And grass wants to be eaten. When I first moved to Cairncrest farm the fields were mostly goldenrod and burdock, with hardly a blade of timothy or leaf of clover to be seen. Since then these fields have transformed from tough and weedy to lush and verdant, entirely at the mouths and hooves of cows. Grasses and a few other species like clover and plantain are particularly tolerant of intense impact. They can be grazed and trampled and bounce back more vigorously than before.
Management Makes the DifferenceBut the trick is proper management. A field left by itself in central New York will soon become dominated by goldenrod, milkweed and thistle. Over the years bushes and trees will establish, and the field will become woods. Indeed, much of the forest around my farm used to be in grass. By grazing and trampling, cows can maintain and improve pasture. However, it's not just a matter of putting the herd into a field and letting them roam around. There are two critical components, stocking density and rest.

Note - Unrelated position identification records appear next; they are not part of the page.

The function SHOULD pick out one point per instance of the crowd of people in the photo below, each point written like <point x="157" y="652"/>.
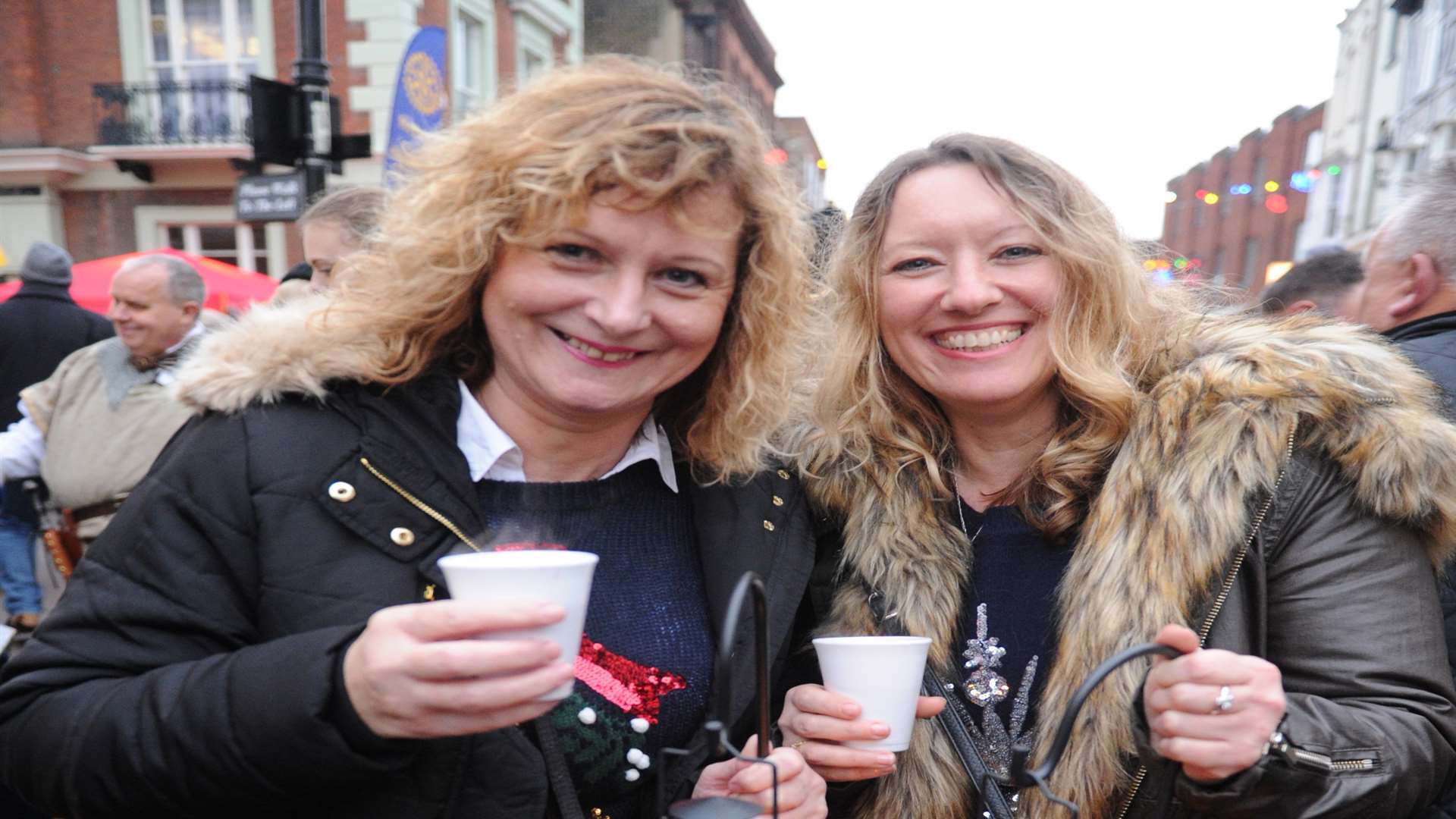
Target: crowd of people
<point x="593" y="315"/>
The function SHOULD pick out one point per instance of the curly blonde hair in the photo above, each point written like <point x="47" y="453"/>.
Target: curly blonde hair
<point x="530" y="165"/>
<point x="870" y="423"/>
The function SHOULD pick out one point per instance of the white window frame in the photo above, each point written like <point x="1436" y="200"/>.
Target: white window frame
<point x="155" y="221"/>
<point x="134" y="20"/>
<point x="532" y="39"/>
<point x="482" y="11"/>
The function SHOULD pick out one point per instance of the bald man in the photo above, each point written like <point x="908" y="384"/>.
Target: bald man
<point x="95" y="426"/>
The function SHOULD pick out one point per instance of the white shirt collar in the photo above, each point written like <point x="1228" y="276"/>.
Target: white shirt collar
<point x="196" y="330"/>
<point x="491" y="452"/>
<point x="165" y="375"/>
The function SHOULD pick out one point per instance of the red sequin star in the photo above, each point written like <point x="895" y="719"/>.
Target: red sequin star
<point x="628" y="686"/>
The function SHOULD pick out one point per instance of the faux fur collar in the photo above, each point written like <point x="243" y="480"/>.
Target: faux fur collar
<point x="271" y="352"/>
<point x="1175" y="506"/>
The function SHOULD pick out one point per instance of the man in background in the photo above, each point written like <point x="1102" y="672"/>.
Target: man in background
<point x="1410" y="289"/>
<point x="1324" y="283"/>
<point x="93" y="428"/>
<point x="39" y="325"/>
<point x="338" y="224"/>
<point x="1410" y="297"/>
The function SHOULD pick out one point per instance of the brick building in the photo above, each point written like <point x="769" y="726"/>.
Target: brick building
<point x="1248" y="226"/>
<point x="721" y="36"/>
<point x="121" y="126"/>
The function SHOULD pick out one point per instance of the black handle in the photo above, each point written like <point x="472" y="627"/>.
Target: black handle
<point x="1025" y="777"/>
<point x="723" y="808"/>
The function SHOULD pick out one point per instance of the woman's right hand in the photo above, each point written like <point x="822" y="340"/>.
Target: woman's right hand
<point x="419" y="672"/>
<point x="816" y="722"/>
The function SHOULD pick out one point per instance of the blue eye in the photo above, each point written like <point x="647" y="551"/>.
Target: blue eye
<point x="1019" y="253"/>
<point x="912" y="265"/>
<point x="571" y="253"/>
<point x="683" y="278"/>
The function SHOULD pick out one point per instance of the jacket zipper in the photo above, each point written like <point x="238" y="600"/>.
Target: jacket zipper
<point x="1223" y="596"/>
<point x="419" y="504"/>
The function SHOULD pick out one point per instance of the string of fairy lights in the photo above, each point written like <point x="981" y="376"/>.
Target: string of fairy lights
<point x="1274" y="202"/>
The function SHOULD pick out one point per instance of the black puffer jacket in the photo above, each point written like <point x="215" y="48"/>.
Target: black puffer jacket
<point x="1430" y="343"/>
<point x="194" y="665"/>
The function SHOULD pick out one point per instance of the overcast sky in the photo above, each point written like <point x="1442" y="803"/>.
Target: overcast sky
<point x="1126" y="95"/>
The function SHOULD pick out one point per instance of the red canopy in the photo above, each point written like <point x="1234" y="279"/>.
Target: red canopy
<point x="228" y="286"/>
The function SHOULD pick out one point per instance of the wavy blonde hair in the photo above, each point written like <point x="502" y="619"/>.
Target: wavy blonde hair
<point x="530" y="165"/>
<point x="1109" y="335"/>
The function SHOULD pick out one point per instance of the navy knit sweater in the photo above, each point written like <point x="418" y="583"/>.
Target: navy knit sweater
<point x="647" y="654"/>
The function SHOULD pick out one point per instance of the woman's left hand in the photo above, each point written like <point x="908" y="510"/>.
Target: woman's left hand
<point x="801" y="790"/>
<point x="1187" y="720"/>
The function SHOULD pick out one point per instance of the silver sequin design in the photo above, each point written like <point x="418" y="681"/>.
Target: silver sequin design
<point x="984" y="689"/>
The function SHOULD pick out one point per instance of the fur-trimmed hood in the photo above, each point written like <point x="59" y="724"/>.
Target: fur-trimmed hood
<point x="271" y="352"/>
<point x="1207" y="439"/>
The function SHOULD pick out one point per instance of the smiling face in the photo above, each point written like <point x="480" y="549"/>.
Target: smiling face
<point x="593" y="322"/>
<point x="142" y="309"/>
<point x="965" y="290"/>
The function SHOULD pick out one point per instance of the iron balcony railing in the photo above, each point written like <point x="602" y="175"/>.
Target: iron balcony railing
<point x="172" y="112"/>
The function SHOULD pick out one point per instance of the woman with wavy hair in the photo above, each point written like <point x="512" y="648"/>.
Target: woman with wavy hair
<point x="576" y="327"/>
<point x="1040" y="458"/>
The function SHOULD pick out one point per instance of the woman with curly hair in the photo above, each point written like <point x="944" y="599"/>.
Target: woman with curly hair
<point x="1040" y="458"/>
<point x="576" y="325"/>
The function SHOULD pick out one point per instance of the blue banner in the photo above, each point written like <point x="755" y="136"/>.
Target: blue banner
<point x="419" y="96"/>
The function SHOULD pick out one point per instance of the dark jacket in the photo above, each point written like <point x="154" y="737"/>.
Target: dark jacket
<point x="38" y="327"/>
<point x="1430" y="343"/>
<point x="1272" y="461"/>
<point x="194" y="664"/>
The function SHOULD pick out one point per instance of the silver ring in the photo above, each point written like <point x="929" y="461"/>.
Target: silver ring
<point x="1223" y="700"/>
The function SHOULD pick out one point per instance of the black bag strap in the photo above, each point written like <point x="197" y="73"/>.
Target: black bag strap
<point x="558" y="774"/>
<point x="986" y="793"/>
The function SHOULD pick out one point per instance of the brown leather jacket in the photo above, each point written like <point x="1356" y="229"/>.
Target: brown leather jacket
<point x="1343" y="442"/>
<point x="1318" y="553"/>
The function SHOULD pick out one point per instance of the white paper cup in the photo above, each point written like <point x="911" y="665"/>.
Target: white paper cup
<point x="532" y="576"/>
<point x="881" y="673"/>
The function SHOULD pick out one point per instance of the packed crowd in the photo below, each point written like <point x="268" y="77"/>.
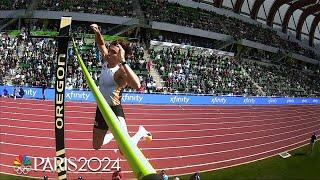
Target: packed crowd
<point x="32" y="61"/>
<point x="110" y="7"/>
<point x="26" y="62"/>
<point x="163" y="11"/>
<point x="14" y="4"/>
<point x="201" y="71"/>
<point x="204" y="72"/>
<point x="283" y="80"/>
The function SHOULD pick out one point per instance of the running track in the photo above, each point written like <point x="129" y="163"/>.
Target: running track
<point x="185" y="138"/>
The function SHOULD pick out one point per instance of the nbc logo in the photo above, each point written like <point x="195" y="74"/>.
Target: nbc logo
<point x="22" y="164"/>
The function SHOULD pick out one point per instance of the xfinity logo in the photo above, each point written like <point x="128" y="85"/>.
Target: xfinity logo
<point x="290" y="100"/>
<point x="272" y="101"/>
<point x="30" y="92"/>
<point x="218" y="100"/>
<point x="249" y="101"/>
<point x="133" y="98"/>
<point x="78" y="95"/>
<point x="177" y="99"/>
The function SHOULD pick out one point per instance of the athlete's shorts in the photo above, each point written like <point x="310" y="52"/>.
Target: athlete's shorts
<point x="100" y="123"/>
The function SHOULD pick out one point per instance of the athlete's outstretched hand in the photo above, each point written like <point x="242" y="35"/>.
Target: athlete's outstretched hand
<point x="95" y="28"/>
<point x="122" y="54"/>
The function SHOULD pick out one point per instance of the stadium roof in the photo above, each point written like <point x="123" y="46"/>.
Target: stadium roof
<point x="299" y="17"/>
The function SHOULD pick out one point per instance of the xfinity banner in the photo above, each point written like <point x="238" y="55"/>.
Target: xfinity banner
<point x="138" y="98"/>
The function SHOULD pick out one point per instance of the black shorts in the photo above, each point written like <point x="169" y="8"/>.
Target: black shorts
<point x="100" y="123"/>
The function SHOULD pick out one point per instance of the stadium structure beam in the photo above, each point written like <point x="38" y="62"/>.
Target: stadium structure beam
<point x="313" y="28"/>
<point x="238" y="6"/>
<point x="273" y="10"/>
<point x="293" y="7"/>
<point x="255" y="9"/>
<point x="308" y="11"/>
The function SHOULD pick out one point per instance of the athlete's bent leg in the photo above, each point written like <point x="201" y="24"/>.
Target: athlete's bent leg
<point x="98" y="137"/>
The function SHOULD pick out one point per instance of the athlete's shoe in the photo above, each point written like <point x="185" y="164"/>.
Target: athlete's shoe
<point x="146" y="134"/>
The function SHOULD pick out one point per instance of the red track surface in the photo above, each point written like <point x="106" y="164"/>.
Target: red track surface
<point x="185" y="138"/>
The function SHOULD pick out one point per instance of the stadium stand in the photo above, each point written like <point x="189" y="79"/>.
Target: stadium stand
<point x="30" y="62"/>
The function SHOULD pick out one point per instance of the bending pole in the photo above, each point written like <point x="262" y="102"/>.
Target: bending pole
<point x="61" y="71"/>
<point x="139" y="164"/>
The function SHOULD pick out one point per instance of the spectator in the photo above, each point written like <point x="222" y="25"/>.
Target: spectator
<point x="21" y="93"/>
<point x="313" y="142"/>
<point x="164" y="175"/>
<point x="5" y="93"/>
<point x="195" y="176"/>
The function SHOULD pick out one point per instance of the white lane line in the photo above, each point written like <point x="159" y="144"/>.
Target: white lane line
<point x="182" y="138"/>
<point x="243" y="157"/>
<point x="167" y="131"/>
<point x="197" y="137"/>
<point x="140" y="119"/>
<point x="160" y="148"/>
<point x="237" y="149"/>
<point x="147" y="113"/>
<point x="184" y="124"/>
<point x="198" y="107"/>
<point x="171" y="131"/>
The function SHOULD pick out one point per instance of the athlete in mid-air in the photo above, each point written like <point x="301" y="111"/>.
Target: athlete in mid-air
<point x="115" y="76"/>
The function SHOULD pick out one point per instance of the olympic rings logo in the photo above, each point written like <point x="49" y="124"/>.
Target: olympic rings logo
<point x="22" y="169"/>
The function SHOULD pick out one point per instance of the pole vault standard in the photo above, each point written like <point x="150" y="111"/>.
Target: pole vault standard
<point x="139" y="164"/>
<point x="61" y="70"/>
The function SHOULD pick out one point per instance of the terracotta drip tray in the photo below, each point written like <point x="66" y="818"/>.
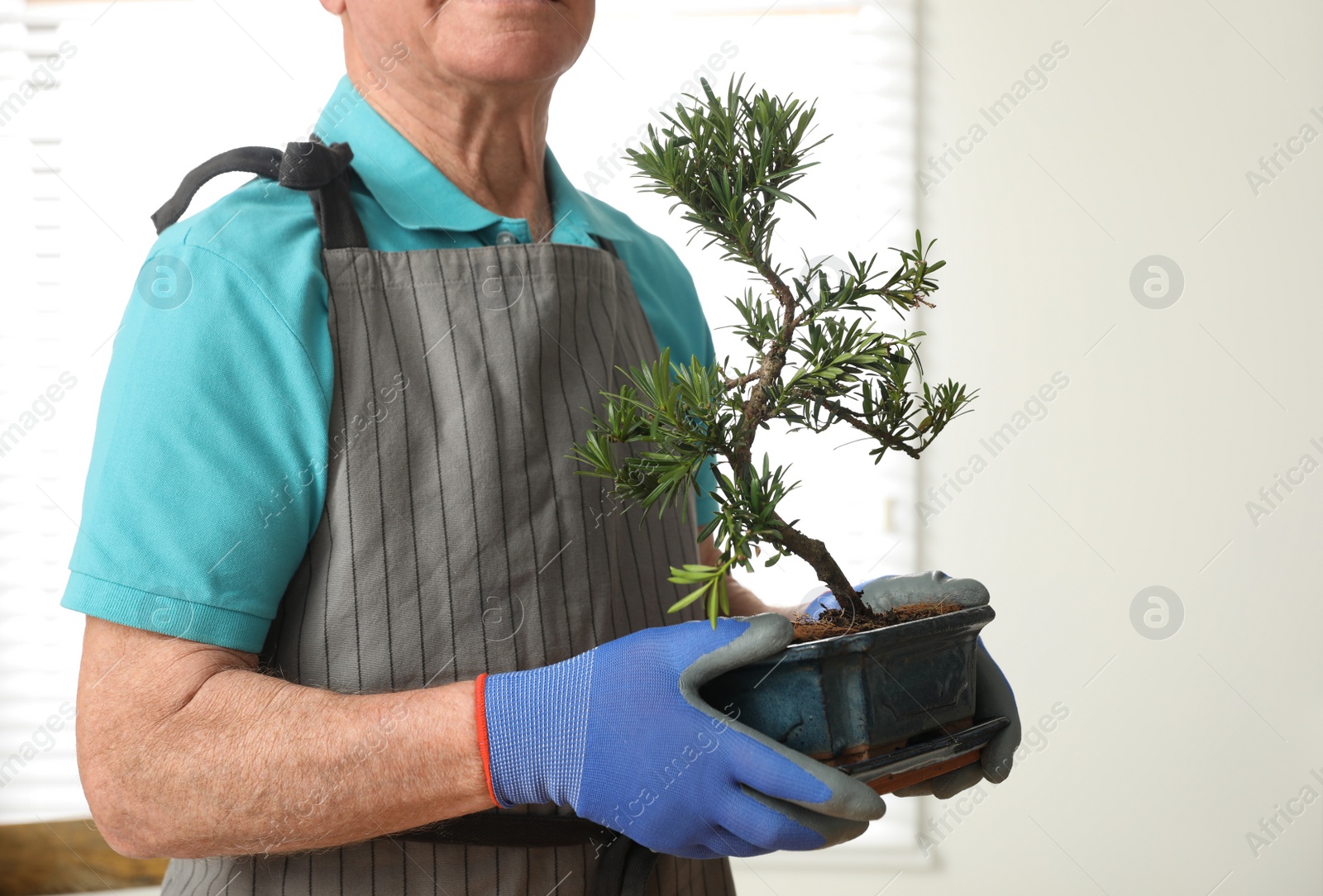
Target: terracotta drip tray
<point x="926" y="759"/>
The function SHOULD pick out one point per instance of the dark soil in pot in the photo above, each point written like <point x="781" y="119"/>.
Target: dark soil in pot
<point x="835" y="622"/>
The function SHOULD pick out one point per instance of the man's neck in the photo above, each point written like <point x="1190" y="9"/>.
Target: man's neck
<point x="489" y="141"/>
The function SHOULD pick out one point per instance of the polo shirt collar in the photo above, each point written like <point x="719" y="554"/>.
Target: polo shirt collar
<point x="413" y="191"/>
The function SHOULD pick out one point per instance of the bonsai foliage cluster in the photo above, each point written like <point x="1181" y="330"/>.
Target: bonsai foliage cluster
<point x="819" y="360"/>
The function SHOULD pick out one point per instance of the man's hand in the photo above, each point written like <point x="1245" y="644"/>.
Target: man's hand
<point x="621" y="735"/>
<point x="187" y="751"/>
<point x="994" y="697"/>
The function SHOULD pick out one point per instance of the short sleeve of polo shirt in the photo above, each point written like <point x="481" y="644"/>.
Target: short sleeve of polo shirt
<point x="204" y="485"/>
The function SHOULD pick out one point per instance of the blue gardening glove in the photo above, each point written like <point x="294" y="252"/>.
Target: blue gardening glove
<point x="994" y="697"/>
<point x="621" y="735"/>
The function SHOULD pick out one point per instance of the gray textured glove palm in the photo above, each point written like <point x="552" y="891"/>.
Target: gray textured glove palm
<point x="994" y="695"/>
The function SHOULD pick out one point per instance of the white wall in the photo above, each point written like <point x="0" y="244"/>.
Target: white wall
<point x="1174" y="750"/>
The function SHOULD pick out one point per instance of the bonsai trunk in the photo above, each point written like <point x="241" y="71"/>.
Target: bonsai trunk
<point x="824" y="565"/>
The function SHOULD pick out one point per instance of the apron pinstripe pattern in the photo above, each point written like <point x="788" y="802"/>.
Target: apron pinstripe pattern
<point x="456" y="536"/>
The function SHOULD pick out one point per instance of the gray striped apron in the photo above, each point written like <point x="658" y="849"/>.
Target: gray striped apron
<point x="456" y="536"/>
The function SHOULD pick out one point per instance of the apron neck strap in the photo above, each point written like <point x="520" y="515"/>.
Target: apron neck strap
<point x="311" y="167"/>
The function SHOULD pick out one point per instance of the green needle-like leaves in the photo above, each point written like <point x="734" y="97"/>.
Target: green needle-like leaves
<point x="818" y="359"/>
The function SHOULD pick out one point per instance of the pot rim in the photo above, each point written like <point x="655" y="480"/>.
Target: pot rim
<point x="899" y="633"/>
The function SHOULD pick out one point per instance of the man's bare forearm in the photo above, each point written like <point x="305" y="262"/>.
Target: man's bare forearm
<point x="189" y="751"/>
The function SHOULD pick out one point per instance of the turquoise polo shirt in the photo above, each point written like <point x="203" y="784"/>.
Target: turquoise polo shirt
<point x="200" y="497"/>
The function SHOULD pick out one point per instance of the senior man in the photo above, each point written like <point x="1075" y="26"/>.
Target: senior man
<point x="341" y="579"/>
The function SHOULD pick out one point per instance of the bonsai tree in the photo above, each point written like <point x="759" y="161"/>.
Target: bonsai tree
<point x="819" y="359"/>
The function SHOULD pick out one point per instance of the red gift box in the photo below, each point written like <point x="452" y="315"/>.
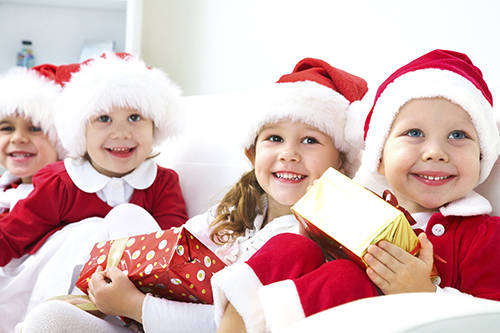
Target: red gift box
<point x="171" y="264"/>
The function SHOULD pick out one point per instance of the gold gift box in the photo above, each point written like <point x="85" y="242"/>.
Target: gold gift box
<point x="344" y="218"/>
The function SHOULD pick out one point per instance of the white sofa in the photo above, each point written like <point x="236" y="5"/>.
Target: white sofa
<point x="209" y="158"/>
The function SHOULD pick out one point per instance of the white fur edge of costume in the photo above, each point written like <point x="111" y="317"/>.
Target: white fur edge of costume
<point x="429" y="83"/>
<point x="108" y="82"/>
<point x="242" y="295"/>
<point x="27" y="93"/>
<point x="310" y="103"/>
<point x="281" y="305"/>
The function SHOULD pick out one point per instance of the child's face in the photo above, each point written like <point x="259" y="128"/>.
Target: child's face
<point x="431" y="156"/>
<point x="24" y="148"/>
<point x="119" y="142"/>
<point x="288" y="157"/>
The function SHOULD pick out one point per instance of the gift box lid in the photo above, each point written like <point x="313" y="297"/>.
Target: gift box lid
<point x="351" y="214"/>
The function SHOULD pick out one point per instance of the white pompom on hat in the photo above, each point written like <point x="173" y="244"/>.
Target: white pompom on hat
<point x="439" y="73"/>
<point x="32" y="93"/>
<point x="95" y="86"/>
<point x="316" y="94"/>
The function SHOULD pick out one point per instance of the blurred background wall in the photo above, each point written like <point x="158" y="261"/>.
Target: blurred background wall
<point x="219" y="46"/>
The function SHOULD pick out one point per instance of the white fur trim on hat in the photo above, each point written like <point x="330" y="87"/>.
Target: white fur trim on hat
<point x="27" y="93"/>
<point x="429" y="83"/>
<point x="310" y="103"/>
<point x="111" y="81"/>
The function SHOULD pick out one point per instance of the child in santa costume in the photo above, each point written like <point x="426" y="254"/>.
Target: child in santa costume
<point x="430" y="136"/>
<point x="112" y="113"/>
<point x="28" y="138"/>
<point x="296" y="134"/>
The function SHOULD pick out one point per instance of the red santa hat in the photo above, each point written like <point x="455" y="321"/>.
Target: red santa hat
<point x="95" y="86"/>
<point x="440" y="73"/>
<point x="316" y="94"/>
<point x="32" y="93"/>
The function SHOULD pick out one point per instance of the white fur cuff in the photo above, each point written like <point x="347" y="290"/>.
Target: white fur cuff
<point x="238" y="285"/>
<point x="281" y="305"/>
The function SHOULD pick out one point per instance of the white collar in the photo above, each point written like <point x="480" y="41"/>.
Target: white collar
<point x="7" y="179"/>
<point x="470" y="205"/>
<point x="87" y="179"/>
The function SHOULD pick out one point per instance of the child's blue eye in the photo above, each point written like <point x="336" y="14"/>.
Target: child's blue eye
<point x="134" y="118"/>
<point x="104" y="119"/>
<point x="457" y="135"/>
<point x="310" y="140"/>
<point x="414" y="133"/>
<point x="275" y="138"/>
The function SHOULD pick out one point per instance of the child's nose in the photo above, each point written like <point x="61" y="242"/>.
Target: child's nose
<point x="121" y="131"/>
<point x="435" y="152"/>
<point x="289" y="154"/>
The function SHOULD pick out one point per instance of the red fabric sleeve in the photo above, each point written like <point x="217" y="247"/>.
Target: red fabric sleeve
<point x="48" y="208"/>
<point x="478" y="270"/>
<point x="164" y="200"/>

Stocking density is easy to understand. If there are too many cows for an area of pasture to support they'll graze down to the dirt, and as a result nothing will grow. But if there are too few cows they will only eat some of the plants, letting the other grow out of control. The right number of cows impacts all the plants in an area, and the species that are best able to tolerate that impact - mainly grasses and clovers - grow back most vigorously.
But that requires time, which is where rest comes in. No plants, not even the most vigorous fescue, can stand up to continuous, heavy grazing. Instead, they need time to regrow after being grazed. Luckily, portable fencing makes it possible to precisely calibrate the time the herd of cows spends on any particular piece of pasture.
The result of all this work is healthier cows and tastier beef, beef you can feel good about eating.